How it works is if a debtor declares bankruptcy to obtain relief from debt, they can accomplish this through a discharge of the debt or through a restructuring of the debt and this happens when a debtor files a voluntary petition for his or her case.
There are six types of bankruptcy Chapeters:
Chapter 7: basic liquidation for individuals and businesses; also known as straight bankruptcy; it is the simplest and quickest form of bankruptcy available
Chapter 9: municipal bankruptcy; a federal mechanism for the resolution of municipal debts
Chapter 11: rehabilitation or reorganisation, used primarily by business debtors, but sometimes by individuals with substantial debts and assets; known as corporate bankruptcy, it is a form of corporate financial reorganisation which typically allows companies to continue to function while they follow debt repayment plans
Chapter 12: rehabilitation for family farmers and fishermen;
Chapter 13: rehabilitation with a payment plan for individuals with a regular source of income; enables individuals with regular income to develop a plan to repay all or part of their debts; also known as Wage Earner Bankruptcy
Chapter 15: ancillary and other international cases; provides a mechanism for dealing with bankruptcy debtors and helps foreign debtors to clear debts.

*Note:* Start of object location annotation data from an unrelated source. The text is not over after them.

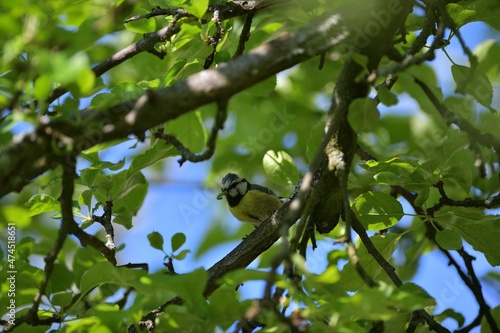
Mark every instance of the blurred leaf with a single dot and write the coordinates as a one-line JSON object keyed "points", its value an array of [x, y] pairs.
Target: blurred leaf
{"points": [[181, 255], [42, 203], [156, 240], [478, 86], [280, 168], [177, 241], [196, 7], [314, 140], [485, 326], [159, 151], [460, 15], [450, 313], [349, 278], [264, 87], [476, 228], [377, 210], [189, 130], [485, 10], [142, 26], [449, 239], [386, 97]]}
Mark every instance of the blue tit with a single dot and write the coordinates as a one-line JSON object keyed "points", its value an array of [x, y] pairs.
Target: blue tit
{"points": [[249, 203]]}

The most common types of personal bankruptcy for individuals are Chapter 7 and Chapter 13. As much as 65% of all U.S. consumer bankruptcy filings are Chapter 7 cases. Corporations and other business forms file under Chapters 7 or 11.
According to Cornell University Law School, the process is put in place to help people who can no longer pay their creditors get a fresh start by liquidating assets to pay their debts or by creating a repayment plan.